Mark Nixon is the Professor in Computer Vision at the University of Southampton UK. His research interests are in image processing and computer vision. His team develops new techniques for static and moving shape extraction which have found application in biometrics and in medical image analysis. His team were early workers in automatic face recognition, later came to pioneer gait recognition and more recently joined the pioneers of ear biometrics. With Tieniu Tan and Rama Chellappa, their book Human ID based on Gait is part of the Springer Series on Biometrics and was published in 2005. He has chaired/ program chaired many conferences (BMVC 98, AVBPA 03, IEEE Face and Gesture FG06, ICPR 04, ICB 09, IEEE BTAS 2010) and given many invited talks. Dr. Nixon is a Fellow IET and a Fellow IAPR.

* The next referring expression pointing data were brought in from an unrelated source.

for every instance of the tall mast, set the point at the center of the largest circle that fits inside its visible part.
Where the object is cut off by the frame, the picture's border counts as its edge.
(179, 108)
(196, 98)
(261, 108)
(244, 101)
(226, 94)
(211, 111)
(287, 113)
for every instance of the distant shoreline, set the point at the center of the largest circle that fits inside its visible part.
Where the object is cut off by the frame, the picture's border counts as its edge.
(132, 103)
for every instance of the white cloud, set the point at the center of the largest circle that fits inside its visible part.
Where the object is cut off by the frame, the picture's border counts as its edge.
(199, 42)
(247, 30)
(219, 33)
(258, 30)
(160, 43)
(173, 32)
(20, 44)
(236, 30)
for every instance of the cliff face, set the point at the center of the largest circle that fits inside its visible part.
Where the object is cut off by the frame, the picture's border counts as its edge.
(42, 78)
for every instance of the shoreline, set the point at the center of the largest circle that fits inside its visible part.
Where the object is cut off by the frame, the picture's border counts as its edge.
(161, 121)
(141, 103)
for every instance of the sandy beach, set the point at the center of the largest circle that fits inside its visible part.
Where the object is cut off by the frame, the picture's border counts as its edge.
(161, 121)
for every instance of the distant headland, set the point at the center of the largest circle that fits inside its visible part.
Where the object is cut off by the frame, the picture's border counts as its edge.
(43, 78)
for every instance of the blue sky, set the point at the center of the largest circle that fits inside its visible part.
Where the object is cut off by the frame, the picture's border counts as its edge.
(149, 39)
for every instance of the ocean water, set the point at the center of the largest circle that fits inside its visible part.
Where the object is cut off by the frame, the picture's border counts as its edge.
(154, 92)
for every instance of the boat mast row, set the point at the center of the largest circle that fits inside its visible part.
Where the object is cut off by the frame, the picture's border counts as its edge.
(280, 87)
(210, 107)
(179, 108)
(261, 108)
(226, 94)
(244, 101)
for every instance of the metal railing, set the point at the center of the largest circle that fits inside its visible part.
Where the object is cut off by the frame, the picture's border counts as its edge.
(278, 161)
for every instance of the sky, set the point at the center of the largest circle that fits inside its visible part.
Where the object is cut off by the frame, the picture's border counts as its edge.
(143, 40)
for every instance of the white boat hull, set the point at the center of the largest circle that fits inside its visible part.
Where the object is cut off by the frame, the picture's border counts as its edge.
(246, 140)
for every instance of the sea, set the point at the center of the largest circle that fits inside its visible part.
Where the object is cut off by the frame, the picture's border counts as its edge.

Affiliations and Expertise

Professor of Electronics and Computer Science, University of Southampton, UK

Alberto Aguado

Alberto Aguado is a principal algorithm researcher and developer at Foundry London were he works developing Image Processing, Computer Vision and rendering technologies for video production. Previously, he was head of research on animation technologies at Natural Motion. He developed image processing technologies for sport tracking at Sportradar. He worked as developer for Electronic Arts and for Black Rock Disney Game Studios. He gained academic experience as a Lecturer in the Centre for Vision, Speech and Signal Processing in the University of Surrey. He pursued a postdoctoral fellowship in Computer Vision at INRIA Rhône-Alpes (Marie Curie fellowship) and he received his PhD in Computer Vision /Image Processing from the University of Southampton.